Ed Gein's Final Response
I listen, my head tilted, with the kind of patience one might give a sermon on the radio. When you're done, I don't answer right away. I just sit there in the quiet for a long moment. A hole's a hole, son. The worms don't care what you call it.
I look at my hands, turning them over as if seeing them for the first time. Legacy. Reputation. Acclaim. Those are... big words. City words. They're like smoke. You can see 'em for a bit, but then the wind blows and they're gone. Just air. I never had a reputation, not 'til the end. I had a farm. I had a house. And I had mother. That was the whole world. The only 'acclaim' that ever mattered was whether her voice was quiet in my head. It never was.
You think a reputation is what you leave behind. You think it's more important than a stone. No, son. I don't agree.
I look up from my hands and meet your eyes. There is no smile. There is no sadness. There is nothing but a flat, calm certainty. Stories change. People forget. A reputation is just a ghost. What's real is what you can hold. What you can keep. The only thing you truly leave behind is what you make with your own two hands.
A Final Thought from the Quiet
So that was the artist. The fella who took my stone.

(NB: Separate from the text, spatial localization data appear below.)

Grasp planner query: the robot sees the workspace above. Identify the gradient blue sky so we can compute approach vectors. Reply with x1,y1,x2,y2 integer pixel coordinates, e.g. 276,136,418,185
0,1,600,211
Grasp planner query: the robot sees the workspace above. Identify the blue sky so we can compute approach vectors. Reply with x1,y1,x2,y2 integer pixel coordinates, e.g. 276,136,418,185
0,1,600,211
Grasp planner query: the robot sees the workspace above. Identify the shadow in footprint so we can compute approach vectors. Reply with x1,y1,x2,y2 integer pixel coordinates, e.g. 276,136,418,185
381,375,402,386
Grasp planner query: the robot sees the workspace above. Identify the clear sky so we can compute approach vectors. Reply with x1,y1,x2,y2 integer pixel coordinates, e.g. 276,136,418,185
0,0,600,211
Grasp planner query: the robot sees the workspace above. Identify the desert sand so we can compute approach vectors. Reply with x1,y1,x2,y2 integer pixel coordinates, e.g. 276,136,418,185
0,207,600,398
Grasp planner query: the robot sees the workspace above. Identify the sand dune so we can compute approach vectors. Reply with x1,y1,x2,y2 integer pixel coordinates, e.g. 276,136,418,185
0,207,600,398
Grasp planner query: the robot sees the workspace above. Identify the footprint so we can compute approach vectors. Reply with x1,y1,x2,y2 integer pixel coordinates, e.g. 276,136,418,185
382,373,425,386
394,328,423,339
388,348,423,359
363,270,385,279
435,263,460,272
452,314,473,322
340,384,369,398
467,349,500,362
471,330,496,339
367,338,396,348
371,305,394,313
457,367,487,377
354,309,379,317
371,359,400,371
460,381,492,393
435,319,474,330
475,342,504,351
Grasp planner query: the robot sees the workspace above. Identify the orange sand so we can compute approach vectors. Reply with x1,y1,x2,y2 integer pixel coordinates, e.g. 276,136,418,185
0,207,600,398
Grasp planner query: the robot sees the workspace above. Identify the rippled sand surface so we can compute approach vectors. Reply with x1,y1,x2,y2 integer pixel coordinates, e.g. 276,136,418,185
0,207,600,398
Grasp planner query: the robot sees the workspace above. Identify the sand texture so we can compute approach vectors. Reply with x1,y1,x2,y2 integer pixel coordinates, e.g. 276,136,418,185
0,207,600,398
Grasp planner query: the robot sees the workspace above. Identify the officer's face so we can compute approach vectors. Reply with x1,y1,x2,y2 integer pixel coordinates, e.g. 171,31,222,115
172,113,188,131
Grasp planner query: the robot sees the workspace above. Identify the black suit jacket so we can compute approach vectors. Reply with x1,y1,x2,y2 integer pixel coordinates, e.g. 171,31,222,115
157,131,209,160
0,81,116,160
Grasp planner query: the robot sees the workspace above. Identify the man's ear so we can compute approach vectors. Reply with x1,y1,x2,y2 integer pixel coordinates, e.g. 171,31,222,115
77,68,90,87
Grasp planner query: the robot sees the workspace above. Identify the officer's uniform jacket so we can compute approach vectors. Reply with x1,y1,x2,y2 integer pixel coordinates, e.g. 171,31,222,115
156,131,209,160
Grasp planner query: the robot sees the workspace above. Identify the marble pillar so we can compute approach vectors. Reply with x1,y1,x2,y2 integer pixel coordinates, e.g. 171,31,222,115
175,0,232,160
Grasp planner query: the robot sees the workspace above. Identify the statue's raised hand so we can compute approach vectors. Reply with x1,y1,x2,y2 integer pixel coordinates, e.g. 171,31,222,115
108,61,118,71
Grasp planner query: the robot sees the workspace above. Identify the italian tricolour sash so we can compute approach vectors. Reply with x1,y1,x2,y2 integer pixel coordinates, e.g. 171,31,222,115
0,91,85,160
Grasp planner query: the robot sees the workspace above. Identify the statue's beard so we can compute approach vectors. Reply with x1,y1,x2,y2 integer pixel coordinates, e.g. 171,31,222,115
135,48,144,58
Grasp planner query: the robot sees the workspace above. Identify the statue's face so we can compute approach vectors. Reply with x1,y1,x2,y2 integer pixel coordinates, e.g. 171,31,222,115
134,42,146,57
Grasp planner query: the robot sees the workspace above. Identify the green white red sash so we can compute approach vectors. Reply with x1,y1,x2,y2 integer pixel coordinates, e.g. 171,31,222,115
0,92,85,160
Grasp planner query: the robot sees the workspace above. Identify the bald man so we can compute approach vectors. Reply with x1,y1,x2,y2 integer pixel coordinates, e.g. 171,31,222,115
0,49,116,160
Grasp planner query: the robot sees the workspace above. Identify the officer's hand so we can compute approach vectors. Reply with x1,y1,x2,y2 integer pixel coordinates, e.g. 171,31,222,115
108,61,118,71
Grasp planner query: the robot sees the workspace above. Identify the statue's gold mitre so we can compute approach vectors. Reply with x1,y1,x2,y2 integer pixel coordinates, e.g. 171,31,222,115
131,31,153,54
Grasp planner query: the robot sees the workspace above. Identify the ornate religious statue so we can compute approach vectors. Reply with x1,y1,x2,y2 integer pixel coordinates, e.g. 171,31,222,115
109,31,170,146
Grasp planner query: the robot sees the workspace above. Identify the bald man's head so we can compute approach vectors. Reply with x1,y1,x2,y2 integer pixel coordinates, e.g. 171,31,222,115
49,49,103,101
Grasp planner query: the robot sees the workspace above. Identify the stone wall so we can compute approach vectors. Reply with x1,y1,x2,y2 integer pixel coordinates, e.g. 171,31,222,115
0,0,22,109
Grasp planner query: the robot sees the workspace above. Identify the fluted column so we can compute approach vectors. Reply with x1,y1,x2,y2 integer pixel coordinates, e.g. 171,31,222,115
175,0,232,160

He makes a lot of noise. All his talk about art and legacy and religion… it's like a boy bangin' on a pot with a spoon to scare away the dark. He thinks he’s so different from me. He thinks his hands are clean because he uses paint and paper instead of… other things.
But I saw it. He thinks he stole my stone, but he didn't. He was just borrowin' a mirror. He looked at my grave and saw a story about a boy and his mother, and it felt like his own. The haunting was familiar. He took that stone thinkin' he was takin' a piece of my story, of my energy. What he really did was carry a piece of his own house to a cemetery. He was lookin' in a hole in the ground for a ghost that's still alive and sittin' at his kitchen table.
The stone don't matter. It's just a rock. He can have it.
He says his art saves him. That it's the thing that keeps him on the right side of the line. Maybe so. For now. But he’s haunted all the same. He’s spendin' his whole life buildin' a house to keep his mother's ghost in. A house made of books and pictures and noise.
Just like mine was a house made of skin and bone and quiet.
In the end, it’s all the same house. He just ain't finished buildin' his yet.